The following program exhibits strange behavior.
The fourth DISPLAYstatement, in which I commented out the two "END-DISPLAY" clause (which are not required by GnuCOBOL syntax), behaves strangely.
The program doesn't execute the "NOT ON EXCEPTION" statement but terminates without reporting errors.
The NOT ON EXCEPTION clause should still terminate what is included in the previous ON EXCEPTION clause.

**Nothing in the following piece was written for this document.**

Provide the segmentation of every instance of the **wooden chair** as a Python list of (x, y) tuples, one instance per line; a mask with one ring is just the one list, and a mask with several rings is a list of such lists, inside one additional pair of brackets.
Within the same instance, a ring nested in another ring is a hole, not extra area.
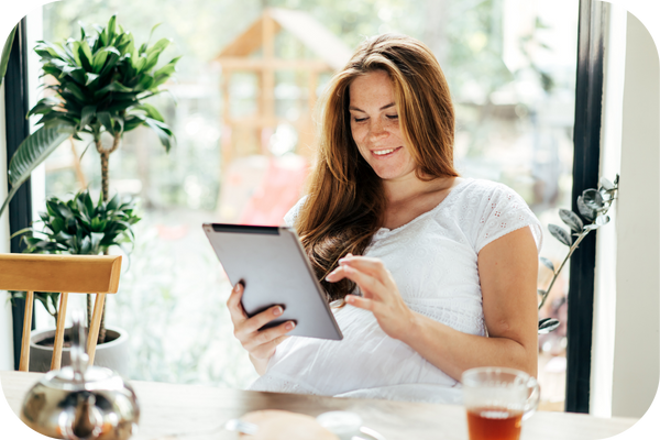
[(89, 365), (92, 365), (106, 294), (117, 293), (120, 270), (120, 255), (0, 254), (0, 290), (28, 292), (19, 371), (26, 372), (30, 363), (30, 329), (35, 292), (61, 293), (51, 370), (58, 370), (62, 364), (68, 294), (97, 294), (87, 337), (87, 354)]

I believe this can be classified as a BUG.
>>SOURCE FREE
IDENTIFICATION DIVISION.
PROGRAM-ID. TESTDISPLAY01.
PROCEDURE DIVISION.
DISPLAY ' INIT' AT 0101 BACKGROUND-COLOR 2 FOREGROUND-COLOR 1 WITH ERASE EOS
display '01 ... 1234567890' AT 0302 BACKGROUND-COLOR 6 FOREGROUND-COLOR 1
on exception display 'EXCEPTION 1' AT 0502 end-display
not on exception display 'NOT ON EXCEPTION 1' AT 0702 end-display
end-display
display ' POST DISPLAY 1 ' AT 0902 BACKGROUND-COLOR 7 FOREGROUND-COLOR 1
accept omitted AT 1001
*> ***************************************************************************
*> FOLLOWING DISPLAY HAS STRANGE BEHAVIOR. "not on exception" is NOT EXECUTED.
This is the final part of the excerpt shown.